Incendies : Le ring intérieur
Scène

Incendies : Le ring intérieur

"N’accepte pas, n’accepte jamais. Pour pouvoir refuser, il faut savoir parler", avance l’un des personnages d’Incendies. Une pièce qui nous amène ailleurs, aux frontières de la haine et de l’amour, du poème et de la balle de fusil, là où les mots raisonnent les maux.

Incendies, créée l’an dernier au Festival de théâtre des Amériques, est une pièce organique où tous les ingrédients forment un tout, un objet théâtral unique, où la complexité est si habilement transmise que tout paraît simple. L’architecture du texte de Wajdi Mouawad comprend de multiples fenêtres s’ouvrant sur plusieurs panoramas, de multiples tours proposant plusieurs points de vue, mais tout s’imbrique comme un jeu d’enfant. À mesure que le récit se déroule, les pièces se placent toutes seules, laissant passer entre elles la lumière nécessaire qui nourrit l’espoir, la compréhension, mais se fait aussi de repoussoir, aveuglement, pour nous tenir en haleine. Il y a un effet de suspense des plus réussis, aussi, et il faut se méfier de trop décrire l’histoire pour ne pas atténuer le choc et l’impression forte que laissera l’issue de la pièce.

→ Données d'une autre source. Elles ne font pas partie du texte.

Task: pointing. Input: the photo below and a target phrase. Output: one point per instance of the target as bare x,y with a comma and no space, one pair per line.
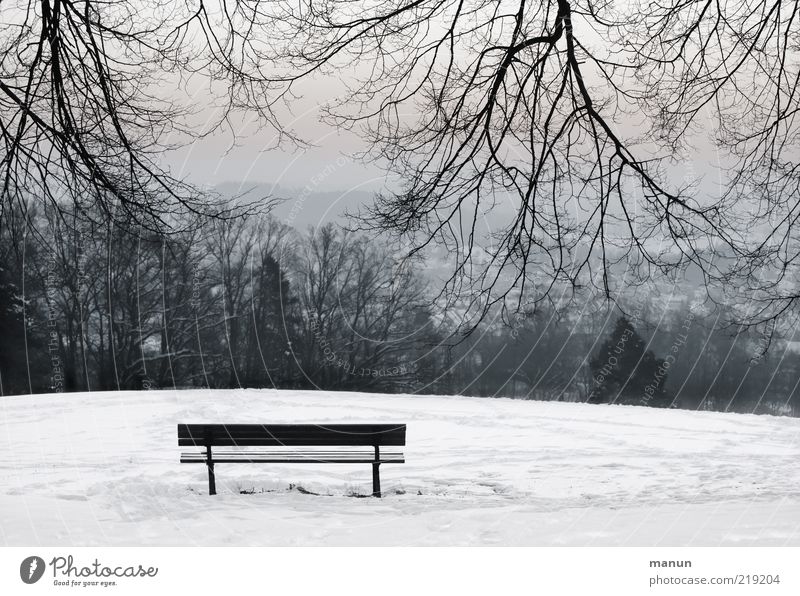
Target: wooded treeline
252,302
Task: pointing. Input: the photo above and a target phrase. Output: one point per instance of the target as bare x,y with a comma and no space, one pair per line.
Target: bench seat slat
297,457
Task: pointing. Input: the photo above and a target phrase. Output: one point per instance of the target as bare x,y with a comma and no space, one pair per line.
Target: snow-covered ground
102,469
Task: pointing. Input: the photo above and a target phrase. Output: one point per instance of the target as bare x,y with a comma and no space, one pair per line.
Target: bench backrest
291,435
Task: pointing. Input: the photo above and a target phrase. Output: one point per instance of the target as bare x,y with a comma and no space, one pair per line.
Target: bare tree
574,111
84,115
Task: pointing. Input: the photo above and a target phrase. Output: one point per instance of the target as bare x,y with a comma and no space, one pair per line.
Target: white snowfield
102,469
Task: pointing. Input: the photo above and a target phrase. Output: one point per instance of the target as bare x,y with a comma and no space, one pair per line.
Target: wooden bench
373,436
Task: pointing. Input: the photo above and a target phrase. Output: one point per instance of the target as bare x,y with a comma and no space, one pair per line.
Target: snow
102,469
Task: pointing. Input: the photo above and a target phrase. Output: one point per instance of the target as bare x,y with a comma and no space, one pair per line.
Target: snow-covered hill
102,469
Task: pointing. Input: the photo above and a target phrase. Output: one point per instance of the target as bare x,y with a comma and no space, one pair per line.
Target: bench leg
376,474
212,482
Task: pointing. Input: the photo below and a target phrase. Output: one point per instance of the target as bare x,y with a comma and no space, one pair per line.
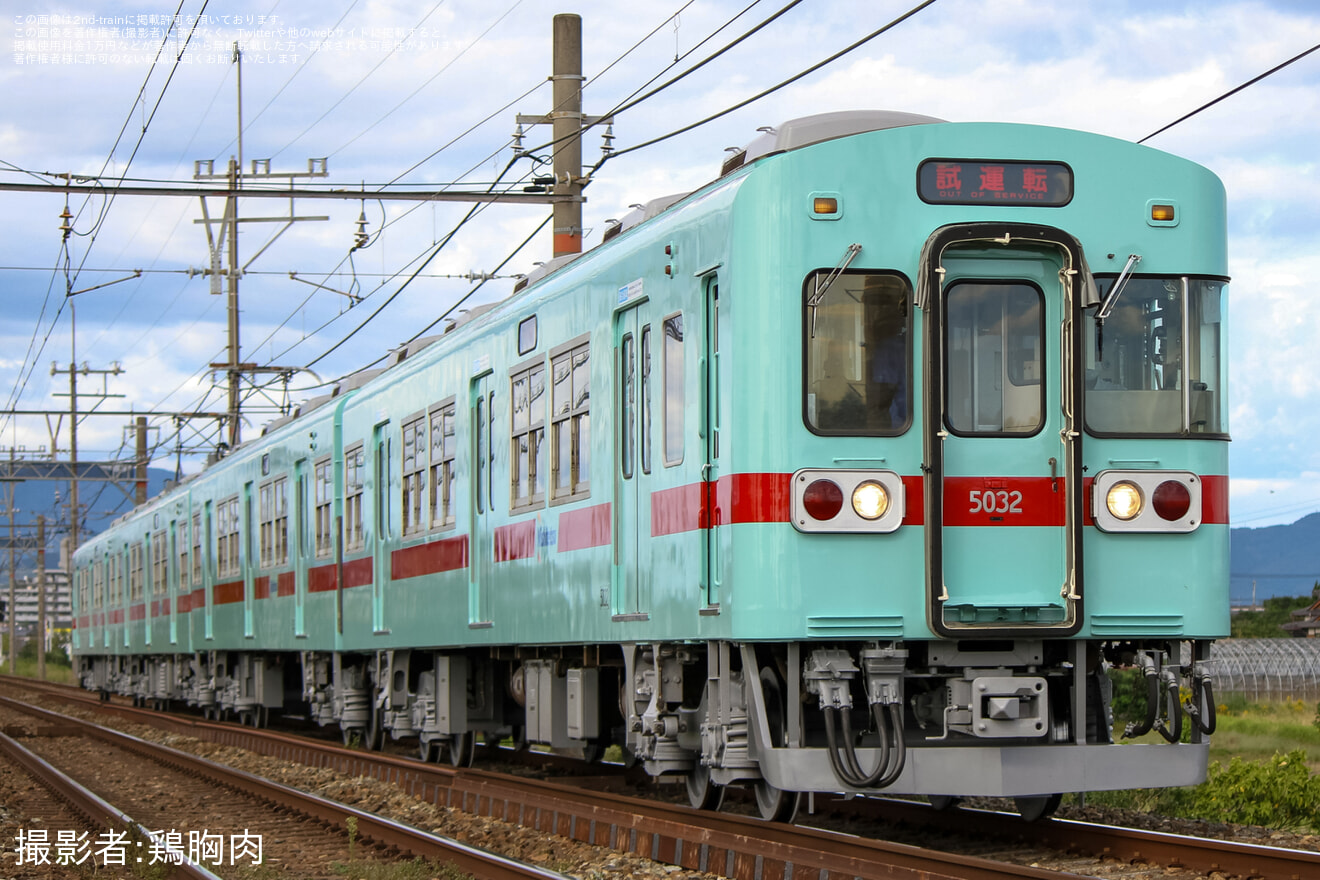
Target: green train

"Putain, câlisse, crisse, fuck, fuck, fuck!" crie Simon (un jeune boxeur incarné par l’excellent Reda Guerinik) face à l’incompréhension, au manque de moyens. Sa mère vient de mourir et il ne peut pas la pleurer. Pour l’instant, il la déteste, ne l’a jamais comprise, ne s’est jamais senti aimé par elle. Maintenant seul avec sa sœur jumelle, ils se retrouvent chez le notaire à recevoir les dernières et curieuses volontés de cette mère qui gardait mystérieusement le silence depuis plusieurs années. "Maintenant que nous sommes ensemble, ça va mieux", sont les dernières paroles qu’elle a dites, peu de temps avant de mourir. Pourquoi est-elle sortie de sa léthargie avec cette phrase énigmatique? Et les enfants, malgré eux, écoutant une force qui les attire sur la trace de leurs origines, partent à la recherche d’un père et d’un frère qu’ils croyaient morts. Ce voyage s’avère une véritable quête initiatique, menant de surprises en découvertes, d’expériences en rituels de passage, de formations en apprentissages. "Il y a des vérités qui ne peuvent être révélées qu’à condition d’être découvertes", entendons-nous dans la pièce, à la fois comme un leitmotiv et comme une clé du suspense.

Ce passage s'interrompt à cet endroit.